—Je suis venu pour parler à M. de Clairfontaine; voulez-vous, oui ou non, me conduire auprès de lui? reprit-il d'un ton bourru.
—Il est ici, mais il ne peut vous recevoir en ce moment.
—Patience donc, murmura le Mexicain avec résignation. Il tordit une cigarette, l'alluma, et comme son parti était pris, il parut ne plus conserver la moindre inquiétude sur ce que sa position avait de dangereux pour lui.
Une demi-heure s'écoula; Matadiez continuait à fumer, impassible comme un dieu indien.
—Venez, lui dit un soldat.
Il se leva, jeta sa cigarette et suivit son guide; celui-ci ouvrit une porte et s'effaça pour le laisser passer devant lui.
Matadiez entra, il jeta un regard autour de lui et reconnut qu'il se trouvait dans une salle assez vaste dont le centre était occupé par une table recouverte d'un drap vert, sur laquelle du papier, des plumes, des plans et des cartes étaient jetés pêle-mêle dans un désordre apparent.

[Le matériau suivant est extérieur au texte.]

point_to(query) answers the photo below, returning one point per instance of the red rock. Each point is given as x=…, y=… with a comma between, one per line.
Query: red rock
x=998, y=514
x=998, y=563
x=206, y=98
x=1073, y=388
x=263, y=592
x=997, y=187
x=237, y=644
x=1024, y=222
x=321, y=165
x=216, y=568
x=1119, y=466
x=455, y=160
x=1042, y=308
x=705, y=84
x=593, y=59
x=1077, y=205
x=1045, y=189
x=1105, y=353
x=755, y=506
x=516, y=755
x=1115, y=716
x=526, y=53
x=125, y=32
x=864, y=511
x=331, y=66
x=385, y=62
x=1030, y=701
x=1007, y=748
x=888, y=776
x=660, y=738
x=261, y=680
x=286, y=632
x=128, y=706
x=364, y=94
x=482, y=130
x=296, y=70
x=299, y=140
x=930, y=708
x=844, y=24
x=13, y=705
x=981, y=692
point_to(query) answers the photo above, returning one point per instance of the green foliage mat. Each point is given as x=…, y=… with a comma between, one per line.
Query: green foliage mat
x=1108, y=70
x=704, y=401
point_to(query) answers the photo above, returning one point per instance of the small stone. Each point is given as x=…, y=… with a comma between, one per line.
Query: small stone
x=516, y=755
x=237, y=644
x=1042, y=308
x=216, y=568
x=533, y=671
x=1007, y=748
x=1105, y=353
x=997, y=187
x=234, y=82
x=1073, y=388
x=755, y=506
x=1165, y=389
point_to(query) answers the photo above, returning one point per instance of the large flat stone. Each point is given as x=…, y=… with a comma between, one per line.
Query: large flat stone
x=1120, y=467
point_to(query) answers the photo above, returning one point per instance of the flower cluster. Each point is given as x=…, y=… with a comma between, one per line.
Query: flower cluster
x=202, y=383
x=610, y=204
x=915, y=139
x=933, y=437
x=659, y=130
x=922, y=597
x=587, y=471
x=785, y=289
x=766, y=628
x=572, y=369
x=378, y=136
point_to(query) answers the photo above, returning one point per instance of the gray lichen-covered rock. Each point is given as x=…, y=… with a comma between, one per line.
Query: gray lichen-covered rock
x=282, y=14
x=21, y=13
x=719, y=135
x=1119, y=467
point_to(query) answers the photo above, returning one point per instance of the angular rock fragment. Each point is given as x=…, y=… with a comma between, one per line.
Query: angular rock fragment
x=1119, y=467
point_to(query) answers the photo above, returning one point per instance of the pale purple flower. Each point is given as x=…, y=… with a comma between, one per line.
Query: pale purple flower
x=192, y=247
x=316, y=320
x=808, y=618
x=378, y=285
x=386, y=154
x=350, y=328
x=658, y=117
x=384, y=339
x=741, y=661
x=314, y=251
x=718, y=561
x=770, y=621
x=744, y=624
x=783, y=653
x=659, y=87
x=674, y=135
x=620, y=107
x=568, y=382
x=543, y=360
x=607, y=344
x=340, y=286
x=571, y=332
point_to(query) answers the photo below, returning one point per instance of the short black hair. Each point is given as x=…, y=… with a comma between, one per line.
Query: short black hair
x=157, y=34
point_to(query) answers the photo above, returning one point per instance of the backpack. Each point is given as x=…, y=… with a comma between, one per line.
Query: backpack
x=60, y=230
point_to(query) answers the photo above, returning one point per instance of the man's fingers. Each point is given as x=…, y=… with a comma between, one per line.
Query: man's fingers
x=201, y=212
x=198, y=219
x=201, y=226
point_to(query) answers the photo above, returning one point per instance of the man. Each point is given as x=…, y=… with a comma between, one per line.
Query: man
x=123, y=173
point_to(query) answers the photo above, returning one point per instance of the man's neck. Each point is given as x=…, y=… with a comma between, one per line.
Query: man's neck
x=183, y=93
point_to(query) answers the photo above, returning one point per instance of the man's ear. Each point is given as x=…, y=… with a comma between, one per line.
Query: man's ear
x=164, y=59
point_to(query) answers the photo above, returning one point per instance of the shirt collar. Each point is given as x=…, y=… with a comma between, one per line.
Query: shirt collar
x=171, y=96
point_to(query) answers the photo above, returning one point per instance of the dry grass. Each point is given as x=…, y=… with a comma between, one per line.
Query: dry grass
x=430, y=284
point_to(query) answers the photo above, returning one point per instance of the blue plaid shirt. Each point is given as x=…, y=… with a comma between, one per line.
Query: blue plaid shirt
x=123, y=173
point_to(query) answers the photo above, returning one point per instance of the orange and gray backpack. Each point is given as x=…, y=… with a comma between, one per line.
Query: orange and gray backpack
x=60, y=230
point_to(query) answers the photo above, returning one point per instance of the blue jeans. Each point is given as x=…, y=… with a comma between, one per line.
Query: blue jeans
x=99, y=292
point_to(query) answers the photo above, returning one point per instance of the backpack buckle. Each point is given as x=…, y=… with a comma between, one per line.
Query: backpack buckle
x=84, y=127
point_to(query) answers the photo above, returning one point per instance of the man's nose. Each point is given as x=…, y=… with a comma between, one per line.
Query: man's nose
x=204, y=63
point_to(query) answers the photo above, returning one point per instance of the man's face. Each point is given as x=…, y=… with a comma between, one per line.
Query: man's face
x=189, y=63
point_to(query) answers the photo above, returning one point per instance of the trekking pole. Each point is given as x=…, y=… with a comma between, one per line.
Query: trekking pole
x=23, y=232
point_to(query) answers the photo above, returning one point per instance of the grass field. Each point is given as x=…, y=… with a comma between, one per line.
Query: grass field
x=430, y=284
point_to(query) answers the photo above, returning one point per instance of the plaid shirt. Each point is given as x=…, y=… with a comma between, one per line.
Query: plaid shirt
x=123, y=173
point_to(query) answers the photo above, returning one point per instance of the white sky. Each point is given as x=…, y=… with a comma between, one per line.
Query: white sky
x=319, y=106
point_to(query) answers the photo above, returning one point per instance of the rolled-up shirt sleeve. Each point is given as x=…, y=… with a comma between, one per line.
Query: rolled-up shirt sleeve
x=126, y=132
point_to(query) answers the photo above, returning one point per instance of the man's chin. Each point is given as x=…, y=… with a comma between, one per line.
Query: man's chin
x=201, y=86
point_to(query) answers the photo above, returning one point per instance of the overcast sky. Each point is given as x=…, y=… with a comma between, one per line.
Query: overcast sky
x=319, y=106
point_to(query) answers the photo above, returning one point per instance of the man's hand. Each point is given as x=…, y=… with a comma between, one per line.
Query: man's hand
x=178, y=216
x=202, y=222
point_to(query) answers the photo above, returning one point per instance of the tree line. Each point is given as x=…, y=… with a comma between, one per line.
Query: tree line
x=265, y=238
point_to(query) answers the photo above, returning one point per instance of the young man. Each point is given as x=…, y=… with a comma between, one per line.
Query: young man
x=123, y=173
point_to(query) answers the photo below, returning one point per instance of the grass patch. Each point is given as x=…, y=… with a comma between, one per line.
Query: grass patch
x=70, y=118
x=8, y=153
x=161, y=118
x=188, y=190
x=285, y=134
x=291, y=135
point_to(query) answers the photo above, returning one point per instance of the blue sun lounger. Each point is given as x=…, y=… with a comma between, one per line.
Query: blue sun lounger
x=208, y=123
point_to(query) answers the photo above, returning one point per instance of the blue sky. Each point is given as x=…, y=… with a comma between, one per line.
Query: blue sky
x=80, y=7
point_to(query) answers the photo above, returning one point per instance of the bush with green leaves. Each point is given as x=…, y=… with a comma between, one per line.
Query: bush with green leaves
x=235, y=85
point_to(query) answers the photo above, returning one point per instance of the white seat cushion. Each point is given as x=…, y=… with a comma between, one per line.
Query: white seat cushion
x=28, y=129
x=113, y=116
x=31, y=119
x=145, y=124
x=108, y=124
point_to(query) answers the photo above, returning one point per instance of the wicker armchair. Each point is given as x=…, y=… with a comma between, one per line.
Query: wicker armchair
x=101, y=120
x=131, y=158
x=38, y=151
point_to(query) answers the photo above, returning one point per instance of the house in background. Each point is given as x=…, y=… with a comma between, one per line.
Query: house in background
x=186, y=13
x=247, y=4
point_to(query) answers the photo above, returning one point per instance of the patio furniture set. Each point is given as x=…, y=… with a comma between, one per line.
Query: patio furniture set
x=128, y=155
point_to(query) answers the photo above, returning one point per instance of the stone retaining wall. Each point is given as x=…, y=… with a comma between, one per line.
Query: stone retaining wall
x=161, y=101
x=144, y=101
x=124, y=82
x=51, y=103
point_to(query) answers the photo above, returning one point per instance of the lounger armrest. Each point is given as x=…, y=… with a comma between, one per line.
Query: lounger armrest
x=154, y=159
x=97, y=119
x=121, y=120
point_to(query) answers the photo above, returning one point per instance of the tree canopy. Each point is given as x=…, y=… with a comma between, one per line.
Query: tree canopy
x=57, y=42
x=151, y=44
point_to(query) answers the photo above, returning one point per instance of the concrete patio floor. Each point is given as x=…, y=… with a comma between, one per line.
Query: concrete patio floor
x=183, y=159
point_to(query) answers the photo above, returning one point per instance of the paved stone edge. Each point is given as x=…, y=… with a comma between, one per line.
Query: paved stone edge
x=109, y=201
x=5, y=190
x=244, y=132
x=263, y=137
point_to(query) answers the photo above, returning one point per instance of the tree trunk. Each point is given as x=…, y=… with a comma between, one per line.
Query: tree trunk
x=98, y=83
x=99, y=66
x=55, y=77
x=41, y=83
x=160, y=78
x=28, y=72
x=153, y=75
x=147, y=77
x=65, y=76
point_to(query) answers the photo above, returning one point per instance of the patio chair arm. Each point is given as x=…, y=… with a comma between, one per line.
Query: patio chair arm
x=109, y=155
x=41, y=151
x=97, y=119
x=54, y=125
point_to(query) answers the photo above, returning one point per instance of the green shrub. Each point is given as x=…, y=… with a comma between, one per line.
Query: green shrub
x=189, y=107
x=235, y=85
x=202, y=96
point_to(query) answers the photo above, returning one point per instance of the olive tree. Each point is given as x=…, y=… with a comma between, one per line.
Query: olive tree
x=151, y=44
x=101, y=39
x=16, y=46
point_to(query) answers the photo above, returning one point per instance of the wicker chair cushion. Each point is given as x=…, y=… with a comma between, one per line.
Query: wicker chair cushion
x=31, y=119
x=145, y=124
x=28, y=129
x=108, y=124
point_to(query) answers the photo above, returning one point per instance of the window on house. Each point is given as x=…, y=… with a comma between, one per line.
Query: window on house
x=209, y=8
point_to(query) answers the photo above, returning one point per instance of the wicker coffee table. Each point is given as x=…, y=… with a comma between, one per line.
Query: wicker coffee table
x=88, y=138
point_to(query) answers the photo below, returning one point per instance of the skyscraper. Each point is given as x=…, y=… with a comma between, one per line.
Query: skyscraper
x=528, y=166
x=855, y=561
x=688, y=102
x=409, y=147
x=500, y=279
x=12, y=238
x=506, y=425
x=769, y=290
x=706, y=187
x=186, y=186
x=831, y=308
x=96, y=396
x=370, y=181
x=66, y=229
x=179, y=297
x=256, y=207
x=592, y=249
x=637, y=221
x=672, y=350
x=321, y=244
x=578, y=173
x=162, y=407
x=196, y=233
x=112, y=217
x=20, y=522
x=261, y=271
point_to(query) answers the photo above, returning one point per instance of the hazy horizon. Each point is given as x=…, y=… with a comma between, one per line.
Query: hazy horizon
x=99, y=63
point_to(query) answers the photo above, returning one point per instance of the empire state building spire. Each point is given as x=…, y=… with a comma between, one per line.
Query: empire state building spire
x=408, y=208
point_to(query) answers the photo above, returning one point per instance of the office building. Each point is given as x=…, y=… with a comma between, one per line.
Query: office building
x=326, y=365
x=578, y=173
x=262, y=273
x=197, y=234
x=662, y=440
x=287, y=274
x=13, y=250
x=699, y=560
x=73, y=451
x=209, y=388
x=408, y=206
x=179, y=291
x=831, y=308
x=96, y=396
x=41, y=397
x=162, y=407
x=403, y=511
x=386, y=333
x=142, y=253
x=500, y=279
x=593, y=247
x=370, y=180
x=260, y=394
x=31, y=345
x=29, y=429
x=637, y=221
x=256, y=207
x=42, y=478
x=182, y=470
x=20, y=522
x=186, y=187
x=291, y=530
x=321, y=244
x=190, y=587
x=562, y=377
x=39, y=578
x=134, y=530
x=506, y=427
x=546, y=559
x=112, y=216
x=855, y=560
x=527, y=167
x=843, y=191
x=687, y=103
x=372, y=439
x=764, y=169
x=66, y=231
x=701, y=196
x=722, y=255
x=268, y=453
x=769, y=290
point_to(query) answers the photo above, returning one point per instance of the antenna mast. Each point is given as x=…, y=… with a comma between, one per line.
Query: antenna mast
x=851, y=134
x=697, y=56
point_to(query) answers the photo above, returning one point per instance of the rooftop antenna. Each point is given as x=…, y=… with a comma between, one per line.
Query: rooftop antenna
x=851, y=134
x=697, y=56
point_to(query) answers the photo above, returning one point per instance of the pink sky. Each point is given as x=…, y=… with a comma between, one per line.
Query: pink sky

Huit ou dix officiers assis autour de cette table discutaient entre eux tout en consultant les plans.
A l'entrée du Mexicain:
—Est-ce là l'homme, demanda un officier âgé d'une cinquantaine d'années, aux traits fins et à la physionomie ouverte et bienveillante, qui paraissait avoir un grade supérieur.
—Oui, général, répondit le soldat qui avait servi d'introducteur à Matadiez.